First let me say hello to you all. I've been lurking for a little while now and wanted to ask a few questions. I'm looking into getting my first handgun. I have narrowed it to the P226. I don't plan on carrying at this point. This will be primarily a home defense tool. We have been broken into in the past, and a friend of mine just went through a home invasion. Question is: Should I go with the standard P226, or go with the Blackwater? The Sig site lists the Blackwater at $1179, and the standard model at $1000 with night sights. I realize that local shops pricing will be different but figured this was a good reference. I'm thinking that for the money, I might as well go with the Blackwater since it comes with 5 mags, and an extra set of grips in the box. The night sights are a wash since I would be getting them anyway. What do you guys think? Thanks in advance for your time.

Brian


----------



## BeefyBeefo (Jan 30, 2008)

Hello and welcome to the forum.

I don't know much about the different Sig "models" but, if you have the money, then why not? :mrgreen:

Also, as far as carrying, you might want to reconsider. Or, atleast obtain/apply for your CCW permit so that you have it. You might not have the opportunity down the road...

-Jeff-


----------



## SenorJefe (Oct 17, 2008)

I'm considering the Blackwater as well. The only thing people have said they don't like about them is the contrasting front red - green rear nite sights. But the grips are awesome as well as the 5 mags.

I'm currently haggling with my local dealer to see if I can get one in


----------



## Shipwreck (Jan 26, 2006)

The grips make the gun too fat for my hand, otherwise I probably would have bought one a while back


----------



## kev74 (Mar 22, 2008)

Since you're shopping with home defense in mind only, have you thought about a shotgun? It will be a lot easier to hit what you're aiming at with 10 or so pellets of buckshot than 1 bullet - especially if you aren't planning on spending a lot of time practicing at a shooting range.


----------



## babs (Nov 30, 2007)

Home invasions and break-ins... 
One of two things.. 

MOVE to better neighborhood, or CARRY in-house / Keep handy close-to-bed. BIG BIG dog that loves kids but with a very nasty deep bass in his bark. :mrgreen:

But on the blackwater version... Those grips and the cute logo on the slide and extra serrations make that gun dead sexy. I want the grips!


----------



## BDS04F (Oct 1, 2008)

While I didn't mention any other uses I can see this becoming like any other obsession of mine. Like fishing, mountain biking, and straight razor shaving, I tend to get very involved in things. I assume some of you are the same way. I do plan on getting formal training, and spending plenty of time on the range. As far as the shotgun goes, I'd rather keep that for skeet shooting. I'm looking for a little more precision. Thanks for the input guys, I'll let you know how it all turns out.


----------



## tekhead1219 (May 16, 2008)

Welcome from southeast Texas.


----------



## Mike_E (Nov 21, 2007)

I bought a P226R Blackwater at great price and have no regrets. Only thing I don't like is the front night sights (red) as opposed to the green rear sights. The fat wooden grips fit my hands fine so that's not a problem for me.

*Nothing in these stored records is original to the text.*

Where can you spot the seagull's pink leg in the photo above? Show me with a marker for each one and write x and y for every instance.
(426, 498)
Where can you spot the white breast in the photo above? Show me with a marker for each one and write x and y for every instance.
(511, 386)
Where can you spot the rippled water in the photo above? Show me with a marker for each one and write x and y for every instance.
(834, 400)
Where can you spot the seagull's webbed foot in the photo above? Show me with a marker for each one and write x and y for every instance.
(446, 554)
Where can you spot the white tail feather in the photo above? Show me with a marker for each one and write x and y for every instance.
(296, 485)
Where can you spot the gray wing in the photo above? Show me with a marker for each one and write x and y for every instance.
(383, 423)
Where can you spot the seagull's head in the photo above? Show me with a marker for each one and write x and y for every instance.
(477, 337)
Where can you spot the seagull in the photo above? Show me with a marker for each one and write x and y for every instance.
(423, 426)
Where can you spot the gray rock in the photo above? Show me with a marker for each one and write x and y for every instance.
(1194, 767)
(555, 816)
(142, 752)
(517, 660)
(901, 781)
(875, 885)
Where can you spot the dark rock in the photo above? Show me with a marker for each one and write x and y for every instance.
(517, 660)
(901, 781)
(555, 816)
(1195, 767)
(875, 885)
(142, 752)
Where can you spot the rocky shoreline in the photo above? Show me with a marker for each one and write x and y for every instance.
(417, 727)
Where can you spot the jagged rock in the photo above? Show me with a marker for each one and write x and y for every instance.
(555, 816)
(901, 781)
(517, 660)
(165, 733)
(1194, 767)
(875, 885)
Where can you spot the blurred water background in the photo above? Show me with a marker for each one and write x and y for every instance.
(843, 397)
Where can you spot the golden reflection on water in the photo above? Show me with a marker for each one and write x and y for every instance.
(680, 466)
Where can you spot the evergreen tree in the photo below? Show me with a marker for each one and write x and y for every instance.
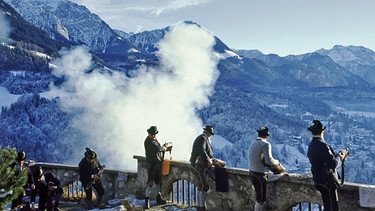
(11, 183)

The question you have to ask yourself is, do you feel it's worth $1,000+ for wooden grips, the eye candy (laser engraving, front serrations, and "Blackwater" etched on the slide), night sights, and five magazines?

You can get a plain-Jane P226 CPO with 2 magazines for $550 at Top Guns Supply. Add night sights for another $80 and you'll be right around $630.


----------



## dbarnett0311 (Nov 11, 2008)

I'll give you the same line I give anyone who is looking for their first handgun: Find something that is comfortable, works well with your natural point of aim, and most important, feels right to you... Let the firearm pick you so to speak. When it comes to defense, you need to feel as if the weapon is a part of you, so go with your gut and get something that your hand doesn't want to let go of.


----------



## 4X4SNEAK (Jan 27, 2008)

I think the Blackwater is a pretty good with the wood grips and the five magazines. 

You won't be disappointed with a 226


----------